Children with a CCC on a medicine service had almost a 1-day decrease in LOS when a provider agreed with the ASP. Previously, we identified stopping antibiotics as the most common ASP recommendation and demonstrated that disagreements with ASP recommendations most often occurred related to narrowing use of broad-spectrum antibiotics (e.g., linezolid, carbapenems) and among diagnoses such as tracheitis [3, 9]. Similar disagreements in the CCC patients identified in this study may have led to longer durations of these broad-spectrum antimicrobial therapies and longer lengths of stay.

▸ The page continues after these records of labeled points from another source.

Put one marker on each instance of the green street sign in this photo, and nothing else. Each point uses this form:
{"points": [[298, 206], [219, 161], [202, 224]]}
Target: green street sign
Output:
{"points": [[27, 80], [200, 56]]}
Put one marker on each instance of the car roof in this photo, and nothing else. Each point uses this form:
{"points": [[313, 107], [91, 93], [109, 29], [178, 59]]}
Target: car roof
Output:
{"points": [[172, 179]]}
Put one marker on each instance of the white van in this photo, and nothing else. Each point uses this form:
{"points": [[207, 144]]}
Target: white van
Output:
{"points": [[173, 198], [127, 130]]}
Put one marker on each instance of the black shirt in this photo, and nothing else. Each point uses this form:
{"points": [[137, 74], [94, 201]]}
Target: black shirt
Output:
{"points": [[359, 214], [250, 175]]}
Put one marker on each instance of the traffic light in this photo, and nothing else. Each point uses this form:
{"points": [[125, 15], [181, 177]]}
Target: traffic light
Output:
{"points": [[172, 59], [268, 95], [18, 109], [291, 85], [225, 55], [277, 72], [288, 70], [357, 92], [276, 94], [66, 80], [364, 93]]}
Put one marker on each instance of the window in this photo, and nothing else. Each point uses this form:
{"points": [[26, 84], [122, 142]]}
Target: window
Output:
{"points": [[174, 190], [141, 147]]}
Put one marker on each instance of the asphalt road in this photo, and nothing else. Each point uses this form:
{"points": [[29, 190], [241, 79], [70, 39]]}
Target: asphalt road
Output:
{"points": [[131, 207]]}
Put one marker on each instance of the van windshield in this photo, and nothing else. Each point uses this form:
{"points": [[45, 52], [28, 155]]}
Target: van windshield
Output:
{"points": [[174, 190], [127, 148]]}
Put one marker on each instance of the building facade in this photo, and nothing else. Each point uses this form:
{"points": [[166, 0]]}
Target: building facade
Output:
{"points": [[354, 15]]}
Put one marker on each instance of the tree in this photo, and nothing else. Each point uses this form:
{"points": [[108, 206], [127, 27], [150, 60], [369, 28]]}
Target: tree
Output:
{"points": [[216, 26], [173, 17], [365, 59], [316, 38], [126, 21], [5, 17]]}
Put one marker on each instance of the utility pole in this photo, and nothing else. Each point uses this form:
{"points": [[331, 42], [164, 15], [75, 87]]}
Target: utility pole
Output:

In addition to a reduction in LOS, children with CCCs in whom an ASP recommendation was made experienced a 3% decrease in 30-day readmission rates. Preventable readmissions among children with CCCs provide an excess burden to families and patients and are associated with significant avoidable hospital costs. In previous years, children’s hospitals have seen an increase in admissions among children with CCCs [15]. Data have shown that children with CCCs are often readmitted and the greater number of CCCs a child has increases the risk [16]. Many factors impact the care of these complex children, but our data suggest that input from ASP providers can positively impact the care for these children and may result in significant cost savings. The findings from this study also support that enforcing the judicious use of antimicrobials did not have undesired implications such as an increase in readmission rates.

This study has several limitations. First, we did not include all patients reviewed by our ASP. This could result in underestimating the impact of the ASP as data have shown that intensive care unit lengths of stay have been significantly reduced by the presence of ASPs [6]. Second, this study was done at one institution with an ASP that focuses on the use of prospective-audit with feedback. Other ASPs utilizing different strategies potentially could find similar to greater success in the reduction of LOS and readmission rates. Finally, while we tried to account for severity of illness within our comparison groups by performing IPW analyses, we recognize that there are unmeasured confounders that may have impacted our propensity score calculations and potentially affected the exchangeability of treatment groups.

Conclusion

This study demonstrates the clinical impact that is realized when a formal ASP is implemented in a children’s hospital. For hospitalized children with CCCs whose care resulted in an ASP intervention, shorter hospital stays and less readmissions were confirmed. As health care models for reimbursement continue to change toward a bundled payment model, the presence of a formal ASP in a hospital is essential to ensure optimal care for patients, and especially for those with special healthcare needs. Future research is needed to understand the impact on specific patient populations (e.g., PICU, NICU, hematology-oncology) for which ASPs might have the greatest clinical impact and to add support for the resources necessary for development and implementation of these important hospital programs.